The most natural way to handle a backspace is “Last-In, First-Out”.

  1. Iterate through the string.
  2. If the character is not #, push it onto the stack.
  3. If the character is #, pop the last character (if any).
  4. Compare the resulting strings.
    • Why?: It mimics the actual behavior of a text editor perfectly.

Approach 2: The Two-Pointer Strategy (Space Optimized)

Can we compare them without building new strings? When we see a character, we only know if it survives after looking at the backspaces that follow it. This suggests scanning backwards.

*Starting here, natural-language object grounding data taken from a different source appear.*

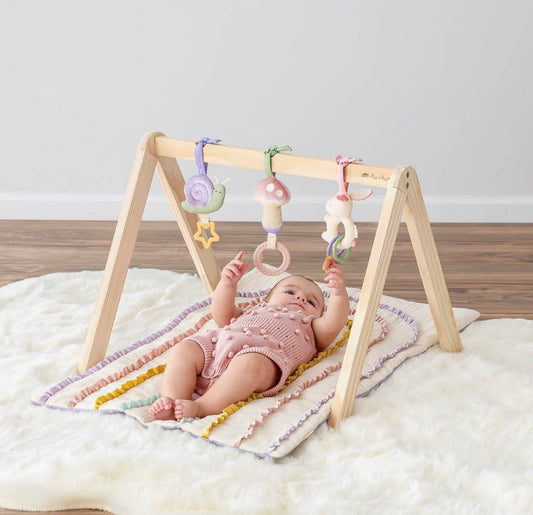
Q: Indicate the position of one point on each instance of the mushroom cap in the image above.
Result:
(271, 191)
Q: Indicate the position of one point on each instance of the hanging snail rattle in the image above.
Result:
(271, 193)
(339, 211)
(203, 197)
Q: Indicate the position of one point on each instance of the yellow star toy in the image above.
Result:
(199, 235)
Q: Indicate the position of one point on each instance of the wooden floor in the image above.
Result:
(488, 267)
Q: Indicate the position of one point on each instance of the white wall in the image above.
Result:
(445, 86)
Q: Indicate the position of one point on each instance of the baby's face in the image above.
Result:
(298, 293)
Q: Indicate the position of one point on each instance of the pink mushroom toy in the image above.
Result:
(271, 194)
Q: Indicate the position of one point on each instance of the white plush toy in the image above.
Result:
(339, 211)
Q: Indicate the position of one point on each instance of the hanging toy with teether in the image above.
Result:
(339, 211)
(203, 197)
(271, 193)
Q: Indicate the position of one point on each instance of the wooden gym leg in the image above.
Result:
(371, 291)
(429, 266)
(119, 256)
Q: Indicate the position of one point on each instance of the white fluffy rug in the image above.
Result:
(447, 433)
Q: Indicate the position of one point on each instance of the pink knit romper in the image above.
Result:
(286, 337)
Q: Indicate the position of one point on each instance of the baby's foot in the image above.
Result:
(163, 409)
(186, 409)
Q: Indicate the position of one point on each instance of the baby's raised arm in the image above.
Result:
(328, 326)
(223, 300)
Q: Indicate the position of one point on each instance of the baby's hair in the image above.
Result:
(267, 298)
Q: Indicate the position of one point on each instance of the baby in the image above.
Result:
(253, 351)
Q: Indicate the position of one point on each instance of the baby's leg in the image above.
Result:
(246, 374)
(185, 362)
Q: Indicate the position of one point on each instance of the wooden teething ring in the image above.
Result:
(258, 259)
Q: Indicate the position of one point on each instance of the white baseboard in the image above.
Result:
(59, 206)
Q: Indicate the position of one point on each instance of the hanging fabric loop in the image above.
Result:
(270, 153)
(199, 154)
(342, 163)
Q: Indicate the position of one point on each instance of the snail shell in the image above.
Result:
(215, 203)
(198, 190)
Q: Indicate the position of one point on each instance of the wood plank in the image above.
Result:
(291, 164)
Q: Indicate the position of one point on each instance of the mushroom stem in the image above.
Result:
(272, 239)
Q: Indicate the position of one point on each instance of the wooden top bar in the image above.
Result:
(356, 173)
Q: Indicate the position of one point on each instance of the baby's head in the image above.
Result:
(296, 293)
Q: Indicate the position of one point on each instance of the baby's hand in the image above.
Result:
(234, 270)
(335, 279)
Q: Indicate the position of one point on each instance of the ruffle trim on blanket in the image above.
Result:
(265, 428)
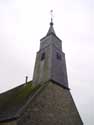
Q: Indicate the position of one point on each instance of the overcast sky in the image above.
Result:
(24, 22)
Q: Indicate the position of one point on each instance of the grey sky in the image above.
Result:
(23, 23)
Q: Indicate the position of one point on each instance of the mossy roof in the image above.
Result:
(13, 100)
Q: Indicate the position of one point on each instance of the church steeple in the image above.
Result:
(50, 61)
(51, 29)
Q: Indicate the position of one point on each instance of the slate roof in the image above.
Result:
(13, 100)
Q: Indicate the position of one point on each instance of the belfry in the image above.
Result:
(46, 100)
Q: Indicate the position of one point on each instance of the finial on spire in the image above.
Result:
(51, 23)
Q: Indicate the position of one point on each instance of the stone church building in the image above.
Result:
(46, 100)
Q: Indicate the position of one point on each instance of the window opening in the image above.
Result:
(58, 55)
(42, 56)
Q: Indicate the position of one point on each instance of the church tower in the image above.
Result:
(50, 61)
(46, 100)
(55, 105)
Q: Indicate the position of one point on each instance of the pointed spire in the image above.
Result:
(51, 29)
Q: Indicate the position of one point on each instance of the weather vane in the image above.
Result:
(51, 15)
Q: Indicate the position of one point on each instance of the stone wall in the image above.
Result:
(52, 106)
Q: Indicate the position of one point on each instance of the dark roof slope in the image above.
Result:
(13, 100)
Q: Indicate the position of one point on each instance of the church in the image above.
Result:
(46, 100)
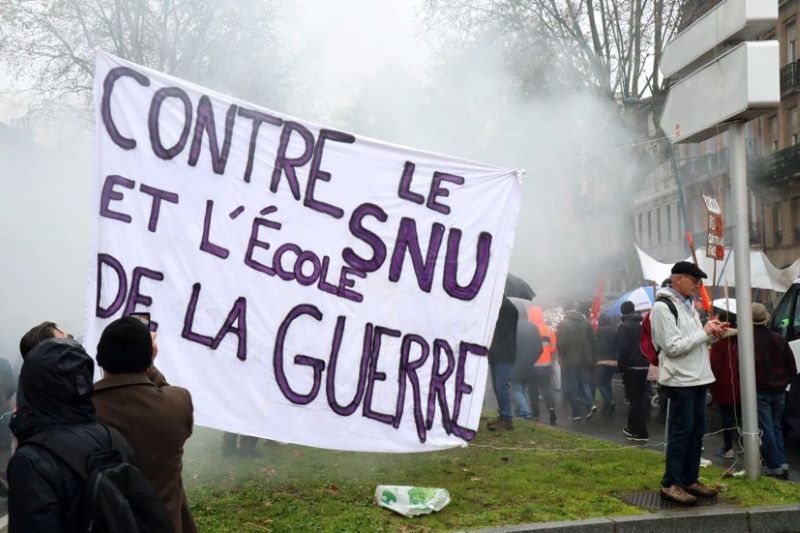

  1. Start from the end of both strings.
  2. Maintain a skip count for each string.
  3. If you see #, increment skip.
  4. If you see a character and skip > 0, ignore it and decrement skip.
  5. If you see a character and skip == 0, this is a “valid” character that must match the corresponding character in the other string.
    • Why?: This allows $O(1)$ space because we don’t store the processed strings.

4. Solutions

Java
Go
class Solution {
    /**
     * Approach 1: Two-Pointer (Space Optimized)
     * Time: O(N) | Space: O(1)
     */
    public boolean backspaceCompare(String s, String t) {
        int i = s.length() - 1, j = t.length() - 1;
        int sSkip = 0, tSkip = 0;

        while (i >= 0 || j >= 0) {
            // Find next valid char in S
            while (i >= 0) {
                if (s.charAt(i) == '#') { sSkip++; i--; }
                else if (sSkip > 0) { sSkip--; i--; }
                else break;
            }
            // Find next valid char in T
            while (j >= 0) {
                if (t.charAt(j) == '#') { tSkip++; j--; }
                else if (tSkip > 0) { tSkip--; j--; }
                else break;
            }

            // Compare valid characters
            if (i >= 0 && j >= 0 && s.charAt(i) != t.charAt(j)) return false;
            // If one string ends but the other doesn't
            if ((i >= 0) != (j >= 0)) return false;
            
            i--; j--;
        }
        return true;
    }

    /**
     * Approach 2: Stack (Intuitive)
     * Time: O(N) | Space: O(N)
     */
    public boolean backspaceCompareStack(String s, String t) {
        return build(s).equals(build(t));
    }

    private String build(String str) {
        StringBuilder sb = new StringBuilder();
        for (char c : str.toCharArray()) {
            if (c != '#') {
                sb.append(c);
            } else if (sb.length() > 0) {
                sb.deleteCharAt(sb.length() - 1);
            }
        }
        return sb.toString();
    }
}

/**
 * Approach 1: Two-Pointer (Space Optimized)
 * Time: O(N) | Space: O(1)
 */
func backspaceCompare(s string, t string) bool {
    i, j := len(s)-1, len(t)-1
    skipS, skipT := 0, 0

    for i >= 0 || j >= 0 {
        // Find next valid character in s
        for i >= 0 {
            if s[i] == '#' {
                skipS++
                i--
            } else if skipS > 0 {
                skipS--
                i--
            } else {
                break
            }
        }
        // Find next valid character in t
        for j >= 0 {
            if t[j] == '#' {
                skipT++
                j--
            } else if skipT > 0 {
                skipT--
                j--
            } else {
                break
            }
        }

        // Check if characters match
        if i >= 0 && j >= 0 && s[i] != t[j] {
            return false
        }
        // Check if one finished before the other
        if (i >= 0) != (j >= 0) {
            return false
        }
        i--
        j--
    }
    return true
}

/**
 * Approach 2: Stack (Simulated with Slice)
 * Time: O(N) | Space: O(N)
 */
func backspaceCompareStack(s string, t string) bool {
    return build(s) == build(t)
}

func build(str string) string {
    stack := []rune{}
    for _, c := range str {
        if c != '#' {
            stack = append(stack, c)
        } else if len(stack) > 0 {
            stack = stack[:len(stack)-1]
        }
    }
    return string(stack)
}

5. Complexity Analysis

Strategy Time Complexity Space Complexity Hardware Connection
Stack $O(N + M)$ $O(N + M)$ Easy to implement; uses heap memory for StringBuilder/Slice.
Two Pointers $O(N + M)$ $O(1)$ Optimal; avoids extra allocations and GC pressure.